Gogo Graham wants to show me something.
The Brooklyn-based designer,
who was born in California and grew up in Texas, closes the door to her studio, the merciful cross-breeze blowing through her apartment on that sweaty day be damned. There, hanging on the back of the door, rests a ribbed, white, cotton-polyester top with creamy silk ribbons laced up the back. There’s a zipper on the left shoulder, zipped up to the collar. I ask if the zipper’s there so that the garment can be worn off the shoulder. “You don’t need to unzip it to be off the shoulder,” says Graham, “but Cecilia can if she wants.”
It’s a one-of-a-kind piece for Cecilia Gentili, the actress and beloved leader within New York City’s trans and sex worker communities whom Pose fans might know better as Miss Orlando, the show’s resident silicone enthusiast and body disposal aficionado. In two days, Gentili will perform The Knife Cuts Both Ways, her one-woman show about becoming New York’s “Downtown transsexual sweetheart” after leaving Argentina to seek asylum in the United States. She’ll be performing for a sold-out crowd.
“She deserves every ounce of recognition she can get,” Graham says of the star.
Graham has been making ethereal, feminine couture for trans women for more than half a decade, creating garments for women in her community in a very literal sense. While that effort exists most plainly in private commissions, like her work for Gentili, it extends to all areas of her business.
When Graham goes to design a runway collection, she begins with the casting — reaching out to people she knows to see if they’d like to walk for her. She then pores over clothing and other materials she’s found in the bins at Goodwill or gathered from friends as the pieces take shape in her mind. While she has ideas going into the process, the resulting collection — be it veiled interpretations of traditional bridal gowns, or blood-spattered sportswear inspired by the violence trans femmes risk every day — will depend as much on the models she casts as it will on the materials. Each look is made with a model in mind, in a sense custom for them. But Graham’s is a sustainable design process, transforming discarded, low-cost materials into something new and, at the risk of sounding like a disgusting capitalist, of greater value.
Sustainability is a very buzzy word in fashion right now, with major brands like Gucci and Chanel signing French President Emmanuel Macron’s so-called “Fashion Pact” to make the industry more sustainable. Even Zara has announced new sustainability goals, despite how thoroughly unsustainable its fast-fashion business model is to its core. But for Graham, sustainability isn’t so much a trend as it is a matter of ethics, not to mention economics.
“Journalists didn’t really ask me about sustainability until the past year or two, even though I’ve been designing this way from the start,” she tells me. “I can’t afford to do it another way, but I also feel obligated to do it this way. The fashion industry creates so much pollution and waste. I don’t need to be contributing to that.” So her upcycled wares, refashioning discarded garments into newfangled creations for women who, often times, are not the ones who were intended to wear the pieces in the first place, are almost the definition of sustainable.

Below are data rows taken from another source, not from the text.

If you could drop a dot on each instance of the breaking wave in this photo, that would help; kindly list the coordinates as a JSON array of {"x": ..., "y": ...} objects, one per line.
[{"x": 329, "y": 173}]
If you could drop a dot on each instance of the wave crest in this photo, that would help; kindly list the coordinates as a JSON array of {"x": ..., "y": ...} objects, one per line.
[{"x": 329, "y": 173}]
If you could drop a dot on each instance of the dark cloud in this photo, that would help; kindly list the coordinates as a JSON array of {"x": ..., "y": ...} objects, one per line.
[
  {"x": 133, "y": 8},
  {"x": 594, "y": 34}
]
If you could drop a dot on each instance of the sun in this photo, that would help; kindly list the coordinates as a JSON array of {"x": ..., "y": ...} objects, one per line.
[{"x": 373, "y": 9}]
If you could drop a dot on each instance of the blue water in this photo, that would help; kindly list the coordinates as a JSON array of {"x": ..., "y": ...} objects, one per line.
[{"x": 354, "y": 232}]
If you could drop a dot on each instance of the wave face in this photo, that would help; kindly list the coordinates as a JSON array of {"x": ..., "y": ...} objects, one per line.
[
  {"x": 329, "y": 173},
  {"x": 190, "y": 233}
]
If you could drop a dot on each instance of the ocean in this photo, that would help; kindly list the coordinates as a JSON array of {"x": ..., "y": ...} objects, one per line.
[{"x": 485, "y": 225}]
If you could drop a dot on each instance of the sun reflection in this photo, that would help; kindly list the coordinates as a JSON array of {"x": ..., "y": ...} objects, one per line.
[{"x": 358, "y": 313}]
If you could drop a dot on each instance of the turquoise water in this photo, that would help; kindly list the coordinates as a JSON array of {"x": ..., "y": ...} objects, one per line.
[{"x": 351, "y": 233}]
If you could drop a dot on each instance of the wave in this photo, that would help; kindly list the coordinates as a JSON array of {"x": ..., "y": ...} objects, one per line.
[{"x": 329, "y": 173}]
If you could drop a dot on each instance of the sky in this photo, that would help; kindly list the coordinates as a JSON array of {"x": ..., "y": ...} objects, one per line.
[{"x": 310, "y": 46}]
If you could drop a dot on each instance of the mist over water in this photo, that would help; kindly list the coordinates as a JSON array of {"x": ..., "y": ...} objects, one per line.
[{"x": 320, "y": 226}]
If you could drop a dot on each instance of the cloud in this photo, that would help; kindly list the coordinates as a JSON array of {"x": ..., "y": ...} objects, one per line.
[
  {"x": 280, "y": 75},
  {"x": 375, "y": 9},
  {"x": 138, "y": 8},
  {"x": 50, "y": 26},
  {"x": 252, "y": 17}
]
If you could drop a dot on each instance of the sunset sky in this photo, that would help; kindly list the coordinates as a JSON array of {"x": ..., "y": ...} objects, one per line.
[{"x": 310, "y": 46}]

The designer is similarly unmoved by the idea that she might be doing something radical or relevant by making couture for women of all different shapes and sizes — something that pretty much all of the major houses, even with all of their resources, are loathe to do on a massive scale. “It would be silly for me to be like, ‘I’m making this stuff for people in my community to wear,’ but then have it only fit a couple of people,” she says. “We’re all different. It doesn’t make sense to me not to make my clothes fit different shapes and sizes.”
Casting trans models, as Graham has done for every single one of her collections since 2015, is similarly in vogue, though usually in the service of “augmenting a brand’s consumer base,” as Alex Verman wrote in a recent piece on the fashion industry’s embrace of nonbinary aesthetics for Xtra. Marco Marco, for example, got a lot of positive press for the designer’s “groundbreaking” all-trans runway at New York Fashion Week in 2018, despite the fact that Graham had been presenting all-trans runways for years before that to significantly less fanfare.
These kinds of representational milestones don’t seem to rouse Graham as much as they might Marco Marco. Her wants are so much greater. She’d rather a new economic system, one that doesn’t require mass precarity to function: “Unless things change drastically with our current economic structure, the fashion industry can’t improve.” But if trans visibility under capitalism is all we’re going to get at the moment, Graham just asks that trans women of color get paid — in dollars, not exposure.
“Pay these girls,” she says. “Pay the girls. That’s it.”